Venerdi mattina a New York nasce il futuro Re della nostra storia.
Alla Borsa di Wall Street si scappa con la cassa, la fiducia non esiste più. Gli economisti dicono “crollo di domanda” ma non intervengono lasciando al Fato di avverarsi. Decidono che “la ripresa è salutare solo se non la si cerca”. Nell'Europa continentale sono gli anni del nazifascismo e del comunismo sovietico. Per il mondo va bruciandosi l'ossigeno della modernità.
La nostra Italia, come al solito, sta a metà strada tra l'est e l'ovest, a mollo nel mar Mediterraneo.
Nove mesi dopo nasce in Sud America il protagonista di questa Terra che si prepara alla seconda guerra mondiale: nell'estate del 1930 vanno in scena i Mondiali di calcio d'Uruguay.
Le Nazionali del pallone d'Europa e dell'America latina si affrontano negli stadi e i padroni di casa si laureano Campioni.
L'Italia, dopo essersi salvata l'anima con i Patti Lateranensi, si prepara ad ospitare la seconda edizione da padrone di casa. I colori dei Campioni del mondo del 1934 sono i nostri azzurri che romanamente inneggiano al Duce. Conquistiamo anche l'Africa e il nostro Re diventa Imperatore.
Nella primavera del 1938 la Germania del Fuhrer si annette l'Austria, mentre l'Italia di Pozzo espugna la Francia e siamo sempre noi i Campioni del Mondo. Purtroppo i ragazzi delle classi successive non si incontreranno mai sui campi di calcio. Nessun arbitro può più fermare il gioco scorretto e la seconda guerra mondiale interrompe la nostra striscia di vittorie mondiali.

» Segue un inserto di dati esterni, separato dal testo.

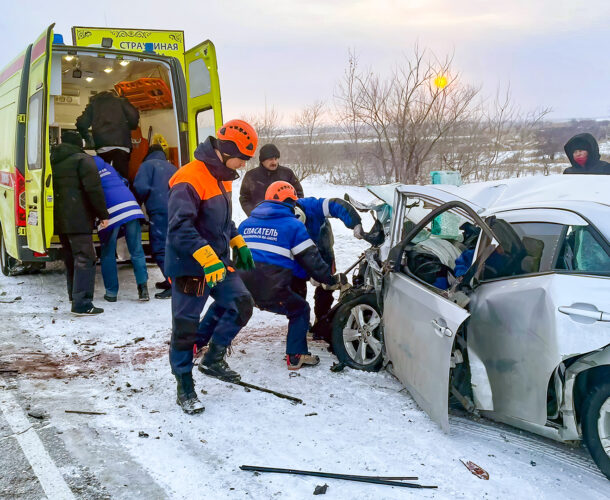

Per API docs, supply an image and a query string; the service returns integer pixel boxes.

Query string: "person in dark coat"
[76,91,140,179]
[239,144,303,215]
[165,120,258,414]
[563,133,610,175]
[292,197,364,321]
[239,181,347,370]
[51,130,109,315]
[133,144,176,299]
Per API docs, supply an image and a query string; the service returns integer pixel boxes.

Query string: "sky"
[0,0,610,123]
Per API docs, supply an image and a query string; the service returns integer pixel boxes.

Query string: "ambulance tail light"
[15,169,26,226]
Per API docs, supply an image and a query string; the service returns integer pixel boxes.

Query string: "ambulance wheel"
[0,226,18,276]
[332,293,383,372]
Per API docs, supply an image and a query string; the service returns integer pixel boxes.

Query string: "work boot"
[286,353,320,370]
[175,372,205,415]
[199,341,241,382]
[138,283,150,301]
[155,288,172,299]
[155,280,172,290]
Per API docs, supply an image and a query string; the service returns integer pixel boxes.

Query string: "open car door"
[184,40,222,159]
[25,24,55,253]
[383,201,497,431]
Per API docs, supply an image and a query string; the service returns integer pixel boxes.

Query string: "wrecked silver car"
[329,175,610,478]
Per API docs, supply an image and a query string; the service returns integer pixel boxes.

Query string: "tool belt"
[174,276,205,297]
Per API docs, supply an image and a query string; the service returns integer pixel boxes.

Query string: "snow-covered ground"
[0,179,610,499]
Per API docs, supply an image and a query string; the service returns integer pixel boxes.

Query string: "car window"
[555,226,610,274]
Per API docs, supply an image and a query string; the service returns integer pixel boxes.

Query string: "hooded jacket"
[133,151,176,216]
[239,201,334,306]
[76,91,140,149]
[93,156,144,233]
[239,163,303,215]
[563,133,610,175]
[51,143,108,234]
[165,137,239,277]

Gli anni Trenta, la prima decade della nostra era, sono quelli dell'Italia fascista. Al bar non si parla di
politica. Allo stadio vince la Juventus, ma il Bologna del cuore di Mussolini si difende bene. La nostra città rivedrà il tricolore una sola volta dopo la fine del regime di Predappio: a coronamento degli anni di Dozza Sindaco della Liberazione la città può entusiasmarsi per le magie di Bulgarelli, Haller e Pascutti.
La politica estera del nostro Paese, pardon Impero, è aggressiva. “Veni, vidi, vici” dicevano i nostri avi romani. E noi non siamo da meno. Il talento di Giuseppe Meazza ci conduce sul tetto del mondo ma purtroppo le vittorie azzurre sono sporcate da indelebili macchie nere. La follia del Duce ci conduce invece nel baratro della seconda guerra mondiale: negli stadi non si gioca più a calcio. Sulle montagne si spara, nelle campagne si scappa dai rastrellamenti e le città si trasformano in rifugi antiaerei. Il vecchio mondo agonizza sotto i ferri dei campi di sterminio, soffocato dai funghi nucleari della bomba atomica.
Chiede solo un po' di silenzio.
I vagiti della Repubblica sono quelli di Coppi e di Bartali e del Grande Torino. La sorte non è così clemente: lo spettro della tragedia si affaccia sull'Italia liberata. Serviva una montagna per fermare i nostri campioni.
Con loro, magari, sarebbe andata meglio in Brasile l'anno seguente quando il mondo si tendeva le mani in segno di pace nei campi di calcio. L'era del calcio moderno nasce nel modo che tutti conosciamo: al ritmo della samba che ancora oggi si balla nei migliori stadi. Nonostante ciò alla selecao non riuscirà di tenere a casa la coppa Rimet che atterrerà la dove era nata, a Montevideo.
Serviranno ancora altri quattro anni per vedere il mitico trofeo nel Vecchio Continente. Accade in Svizzera grazie alla Germania, che con laboriosa umiltà si era rimboccata le maniche per risorgere dai terribili strascichi del conflitto mondiale lavorando alla costruzione del motore della nuova Europa.